Los “usos créolizados” (Hewitt, 1986) que con frecuencia caracterizan estas culturas juveniles
que emergen de la coexistencia intercultural extramuros, aunque no siempre sea armónica,
muestra que la hibridación cultural en contextos asimétricos de etnogénesis puede generar
“modalidades culturales” (Hewitt, 1998) que pueden ser tanto excluyentes como incluyentes
(Dietz, 2004). Así, las culturas juveniles pueden emerger como “nuevas comunidades
imaginadas”, muy diferentes de los guetos identitarios convencionales: “según la clase social y el
género, la familia y el grupo de pares también puede comunicar una tendencia supracultural,
mientras su respectiva contraparte transmite y adopta formas tradicionales y sincréticas” (Hewitt,
1998:18).
Conclusión
El buscar incluir de manera deliberada y consciente estas modalidades sincréticas y/o trans-
culturales de diversidad que provienen de las culturas juveniles en los modos de interacción
reconocidas en el ámbito escolar, evidentemente significaría “revolucionar” no sólo las
concepciones actuales de educación intercultural, sino la institución escolar misma. Así se
evidencia finalmente cuál es el verdadero problema que surge a partir del reconocimiento, del
tratamiento y/o de la “gestión” de la diversidad: el obstáculo principal que cualquier estrategia
dirigida a interculturalizar y/o diversificar la educación tendrá que enfrentar es la institución
34. 34
escolar, tan profundamente arraigada no sólo en la pedagogía nacionalizante, sino en el Estado-
nación mismo.
El debate sobre diversidad cultural analizado en este trabajo, que partió de las raíces del
multiculturalismo como movimiento social y de sus procesos de institucionalización a través de
la academia y la educación pública, a través de la acción afirmativa y los esquemas de gestión de
la diversidad, actualmente parece enfrentar una situación prototípica de parteaguas: o bien se
instrumenta la diversidad cultural de manera superficial y periódica con un “enfoque de
bomberos” para “resolver problemas” particulares y puntuales que surgen en interacciones
específicas y conflictivas en el aula y que son resultado de la diversidad de los mundos de vida
que chocan con el habitus monocultural escolar, o bien se abandonan definitivamente estas
actividades huecas, suplementarias y todavía compensatorias, transversalizando la diversidad y la
interseccionalidad a lo largo y ancho de toda la institución escolar y de su entorno sociocultural.

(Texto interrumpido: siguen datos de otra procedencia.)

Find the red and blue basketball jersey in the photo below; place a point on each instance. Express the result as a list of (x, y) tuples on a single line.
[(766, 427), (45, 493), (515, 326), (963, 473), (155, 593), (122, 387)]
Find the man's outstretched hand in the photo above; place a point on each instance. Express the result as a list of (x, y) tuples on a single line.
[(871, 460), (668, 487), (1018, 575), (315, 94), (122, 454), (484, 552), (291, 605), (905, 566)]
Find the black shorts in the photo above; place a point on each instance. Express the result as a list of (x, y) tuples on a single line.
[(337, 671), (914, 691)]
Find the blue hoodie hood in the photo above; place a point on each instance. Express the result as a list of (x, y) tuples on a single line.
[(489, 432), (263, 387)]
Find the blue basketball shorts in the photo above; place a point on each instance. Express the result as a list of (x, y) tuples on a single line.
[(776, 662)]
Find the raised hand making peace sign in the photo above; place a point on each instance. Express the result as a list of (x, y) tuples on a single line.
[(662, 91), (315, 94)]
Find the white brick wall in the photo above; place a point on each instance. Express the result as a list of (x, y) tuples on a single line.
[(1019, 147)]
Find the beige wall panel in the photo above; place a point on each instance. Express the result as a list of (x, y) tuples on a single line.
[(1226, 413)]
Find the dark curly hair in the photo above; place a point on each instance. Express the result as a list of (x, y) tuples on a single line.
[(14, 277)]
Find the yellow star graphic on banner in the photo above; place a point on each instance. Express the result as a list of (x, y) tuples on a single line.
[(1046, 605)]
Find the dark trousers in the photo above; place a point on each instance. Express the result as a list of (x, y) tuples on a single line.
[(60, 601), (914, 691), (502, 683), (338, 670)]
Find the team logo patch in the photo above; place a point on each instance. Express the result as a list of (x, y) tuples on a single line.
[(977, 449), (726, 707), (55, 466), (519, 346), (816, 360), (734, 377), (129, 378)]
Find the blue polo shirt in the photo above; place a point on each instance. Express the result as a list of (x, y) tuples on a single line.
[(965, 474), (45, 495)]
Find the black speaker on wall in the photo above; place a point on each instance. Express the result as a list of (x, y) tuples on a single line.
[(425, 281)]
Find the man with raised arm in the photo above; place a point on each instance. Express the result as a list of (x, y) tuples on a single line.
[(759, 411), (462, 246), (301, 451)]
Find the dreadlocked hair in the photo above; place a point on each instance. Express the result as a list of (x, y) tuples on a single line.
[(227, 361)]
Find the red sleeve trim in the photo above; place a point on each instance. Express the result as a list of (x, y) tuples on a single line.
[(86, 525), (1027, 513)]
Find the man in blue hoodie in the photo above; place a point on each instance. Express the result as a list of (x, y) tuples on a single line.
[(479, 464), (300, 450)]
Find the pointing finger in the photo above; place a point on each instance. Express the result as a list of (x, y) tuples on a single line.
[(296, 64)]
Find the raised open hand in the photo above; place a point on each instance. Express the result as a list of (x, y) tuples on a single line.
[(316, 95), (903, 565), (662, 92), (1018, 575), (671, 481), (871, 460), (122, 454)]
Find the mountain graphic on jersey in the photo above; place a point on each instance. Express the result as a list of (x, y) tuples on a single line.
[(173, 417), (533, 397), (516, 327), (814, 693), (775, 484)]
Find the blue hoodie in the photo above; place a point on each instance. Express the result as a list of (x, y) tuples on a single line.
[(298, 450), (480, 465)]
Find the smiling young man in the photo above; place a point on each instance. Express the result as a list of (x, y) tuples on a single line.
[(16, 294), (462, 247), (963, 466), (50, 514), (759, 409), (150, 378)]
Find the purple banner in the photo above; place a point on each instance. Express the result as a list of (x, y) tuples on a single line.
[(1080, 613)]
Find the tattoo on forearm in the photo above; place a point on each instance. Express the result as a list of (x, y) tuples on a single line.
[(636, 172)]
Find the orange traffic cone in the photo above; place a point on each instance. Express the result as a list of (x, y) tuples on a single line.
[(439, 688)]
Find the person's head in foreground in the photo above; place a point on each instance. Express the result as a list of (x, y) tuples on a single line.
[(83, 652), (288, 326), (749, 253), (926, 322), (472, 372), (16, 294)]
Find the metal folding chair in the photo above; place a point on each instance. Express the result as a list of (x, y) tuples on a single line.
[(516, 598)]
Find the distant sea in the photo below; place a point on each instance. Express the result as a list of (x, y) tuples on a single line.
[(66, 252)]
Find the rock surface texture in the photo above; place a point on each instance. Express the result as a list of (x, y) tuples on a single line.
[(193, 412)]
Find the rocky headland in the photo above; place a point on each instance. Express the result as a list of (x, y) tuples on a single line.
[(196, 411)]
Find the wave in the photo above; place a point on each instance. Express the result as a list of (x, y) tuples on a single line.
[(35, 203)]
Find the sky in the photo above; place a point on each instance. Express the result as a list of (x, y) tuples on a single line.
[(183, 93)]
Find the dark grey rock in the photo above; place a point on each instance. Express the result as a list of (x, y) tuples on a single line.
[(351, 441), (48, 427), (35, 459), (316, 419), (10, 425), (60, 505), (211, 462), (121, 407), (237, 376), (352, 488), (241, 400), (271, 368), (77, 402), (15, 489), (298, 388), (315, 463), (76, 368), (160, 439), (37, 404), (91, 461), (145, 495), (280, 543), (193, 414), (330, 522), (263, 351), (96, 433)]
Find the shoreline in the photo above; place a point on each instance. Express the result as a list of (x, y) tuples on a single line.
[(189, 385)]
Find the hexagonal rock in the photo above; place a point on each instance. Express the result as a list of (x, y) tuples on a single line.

A través de esta opción, superando una conceptualización y reivindicación parcial, sea como un
“problema”, como un “recurso” o como un “derecho”, la diversidad cultural en el futuro tendrá
que ser percibida, analizada y aplicada como una herramienta de investigación empírica a la vez
que una característica clave que transversaliza y que subyace a todo proceso educativo y social
contemporáneo. Ubicada ni en la superficie de los patrones de interacción intercultural, ni en el
contenido de los discursos étnicos de identidad colectiva, la diversidad cultural se debe localizar
en la estructura misma de la sociedad contemporánea, como una traducción contextual y
específica de una compartida – y tal vez incluso universalizable - “gramática de diversidades”.